[Date Prev][Date Next] [Chronological] [Thread] [Top]

Re: (ITS#6275) syncrepl taking long(not sync) when consumer not connect for a moment



--On Thursday, August 27, 2009 6:39 AM -0700 Rodrigo Costa 
<rlvcosta@yahoo.com> wrote:

> Quanah,
>
> Please see answer in your previous e-mail below.
>
> I'm also sending the information I could collect attached since it is a
> small file(5KB).
>
> The behavior that appears strange and that could indicate a problem is
> the fact that even when consumer is stopped the provider still doing
> something for a long time. This doesn't appear to be correct.
>
> Other strange behavior is that when system enters in this state one
> provider CPU stays running around 100% CPU usage. I made a jmeter script
> to test individual bind/search(no ldapsearch *) and then even with some
> load(like 200 simultaneous query) I do not see CPU in 100%. Something
> doesn't appear to be ok since I do not see why CPU should enter in 100%
> permanently.

I explained to you previously why this would be.  Other comments inline.

>> Why are you stopping the provider to do a slapcat?
> [Rodrigo]Faster dump of data. And in any case if other situation like a
> problema occurs the secondary system could stay disconnect for other
> reasons.

Do you have any evidence that an offline slapcat is faster than one while 
slapd is running?  I don't understand what you mean in the rest of that 
sentence.

>>> Even a small number of entrances are different when consumer in
>>> Provider 2
>>> connects to Provider 1 then syncrepl enters in the full DB search as
>>> expected.
>>
>>
>> What is your sessionlog setting on each provider for the syncprov
>> overlay?
> [Rodrigo]
> syncprov-checkpoint 10000 120
> syncprov-sessionlog 100000

Hm, I would probably checkpoint the cookie a lot more frequently than you 
have it set to.  The sessionlog setting seems fine to me.

> Same configuration in both systems.
>>
>>> For definition purposes I have some memory limitations where I need to
>>> limit dncachesize for around 80% of DB entrances.
>>
>> We already went through other things you could do to reduce your
>> memory footprint in other ways.  You've completely ignored that
>> advice.  As long as your dncachesize is in this state, I don't expect
>> things to behave normally.
> [Rodrigo]I implemented what was possible.
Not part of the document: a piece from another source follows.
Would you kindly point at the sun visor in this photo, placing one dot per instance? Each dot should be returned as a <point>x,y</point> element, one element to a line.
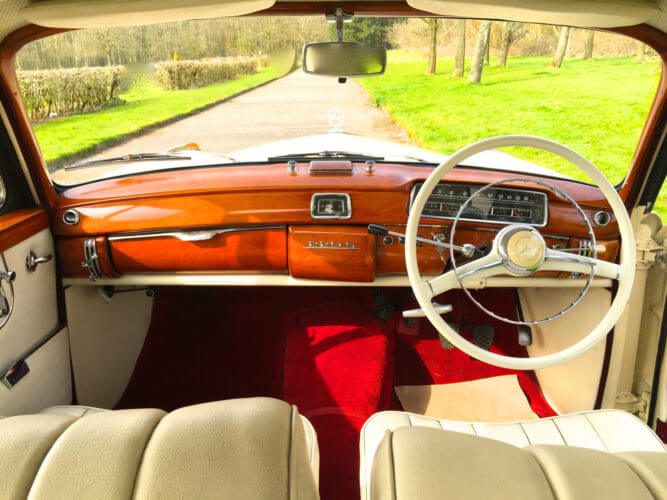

The end is this cache config
> possible by the memory constraints :
># Cache values
># cachesize       10000
> cachesize       20000
> dncachesize     3000000
># dncachesize    400000
># idlcachesize    10000
> idlcachesize    30000
># cachefree       10
> cachefree       100

You don't say anything in here about your DB_CONFIG settings, which is 
where you could stand to gain the most amount of memory back.  I do see 
you're definitely running a very restricted cachesize/idlcachesize. ;)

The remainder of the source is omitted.